En ameublement, dès 1980, les grands spécialistes du salon, de la cuisine, de la chambre, de la salle de bains se regroupèrent tout le long de l’ancienne route de Saint-Malo, qui, depuis, a pris le nom de Route du Meuble. Appliquant dans leur branche les mêmes principes et les mêmes méthodes que les hypermarchés, qui ont continué à encercler l’agglomération, les solderies ainsi que les grandes et moyennes surfaces en électroménager, hi-fi, sport, bricolage et jardinage, vont se multiplier à partir de la deuxième moitié des années 80 et ce, jusqu’à l’implantation d’Ikéa à Pacé en novembre 2008.
Dans les années 2000 la grande distribution a étendu son emprise aux activités de loisir et aux consommations de produits culturels. En centre-ville, à la Fnac, ouverte en 1986 dans le centre commercial du Colombier et au Forum, s’est ajouté un Virgin Mégastore en 1998. En périphérie, Cultura s’est ouvert à Chantepie (2005), suivi par les espaces culturels Leclerc, un à Cleunay (2005-2010) et un autre à Saint-Grégoire (2012). Le premier multiplexe, un CGR, fut inauguré en 2003 à Cap-Malo, l’importante zone commerciale implantée sur la commune de La Mézière ; le second, le Gaumont du Champ de Mars, date de la fin 2008.
Du commerce à la distribution
Les grandes surfaces ont révolutionné l’appareil commercial. Révolutionné n’est pas un terme trop fort ; on ne parle d’ailleurs plus de commerce de détail mais de distribution.
Le caractère spectaculaire de leur présence massive dans la douzaine de pôles périphériques ne doit pas faire oublier qu’elles sont également devenues une composante essentielle du commerce de centre-ville. Les surfaces plus petites appartenant aux groupes de la grande distribution constituent le cœur de l’offre d’alimentation générale dans les quartiers de Rennes et dans les bourgs de la communauté d’agglomération.
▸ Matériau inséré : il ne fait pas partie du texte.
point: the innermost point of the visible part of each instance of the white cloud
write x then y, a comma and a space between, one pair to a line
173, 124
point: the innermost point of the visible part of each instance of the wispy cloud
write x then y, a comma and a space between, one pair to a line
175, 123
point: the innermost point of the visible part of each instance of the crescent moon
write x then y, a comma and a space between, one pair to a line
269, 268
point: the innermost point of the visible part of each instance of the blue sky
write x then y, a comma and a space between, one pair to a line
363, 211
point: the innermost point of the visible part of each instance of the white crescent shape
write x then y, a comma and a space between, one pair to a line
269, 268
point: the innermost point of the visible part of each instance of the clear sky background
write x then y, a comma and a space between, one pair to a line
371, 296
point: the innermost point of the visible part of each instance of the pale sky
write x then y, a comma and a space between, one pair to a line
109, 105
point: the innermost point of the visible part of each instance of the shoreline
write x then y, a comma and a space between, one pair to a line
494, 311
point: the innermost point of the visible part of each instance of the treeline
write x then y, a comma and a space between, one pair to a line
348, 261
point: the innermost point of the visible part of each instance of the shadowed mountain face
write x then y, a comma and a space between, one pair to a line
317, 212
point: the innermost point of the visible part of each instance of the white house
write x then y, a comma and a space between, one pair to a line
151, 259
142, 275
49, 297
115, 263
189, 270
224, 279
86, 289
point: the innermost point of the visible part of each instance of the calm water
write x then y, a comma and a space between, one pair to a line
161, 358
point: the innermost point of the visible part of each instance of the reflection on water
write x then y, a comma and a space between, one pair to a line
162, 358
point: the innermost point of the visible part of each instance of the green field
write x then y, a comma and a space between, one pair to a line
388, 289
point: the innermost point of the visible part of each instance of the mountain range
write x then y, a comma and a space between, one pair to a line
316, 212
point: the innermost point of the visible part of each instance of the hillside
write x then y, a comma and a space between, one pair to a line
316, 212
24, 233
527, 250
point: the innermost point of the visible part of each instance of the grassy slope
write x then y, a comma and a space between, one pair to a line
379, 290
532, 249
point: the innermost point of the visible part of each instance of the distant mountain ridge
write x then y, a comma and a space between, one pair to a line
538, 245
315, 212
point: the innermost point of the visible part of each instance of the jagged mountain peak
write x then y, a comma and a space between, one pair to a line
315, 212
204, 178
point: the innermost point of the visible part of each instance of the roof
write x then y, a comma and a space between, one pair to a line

La nature des acteurs, des professions impliquées dans la mise œuvre de ce modèle a radicalement muté. Ces enseignes appartiennent, non plus à des commerçants rennais mais à des multinationales étroitement liées au capital financier. À titre d’exemple, l’hypermarché du centre Alma, a été créé sous l’enseigne Mammouth par la Société économique de Rennes. Celle-ci est dans un premier temps passée sous le contrôle des Comptoirs Modernes, une société succursaliste du Mans. Et depuis l’OPA réussie de Carrefour sur les Comptoirs Modernes, l’hypermarché du centre Alma appartient au deuxième groupe mondial de la distribution.
Enfin, les bouleversements qui se sont succédés depuis 1970 ont, au-delà de la transformation des formes de la proximité et de la centralité, changé la ville elle-même, pas seulement son organisation physique mais aussi les modes de vie, les temps et les conduites constitutifs de ce que l’on appelle l’urbanité.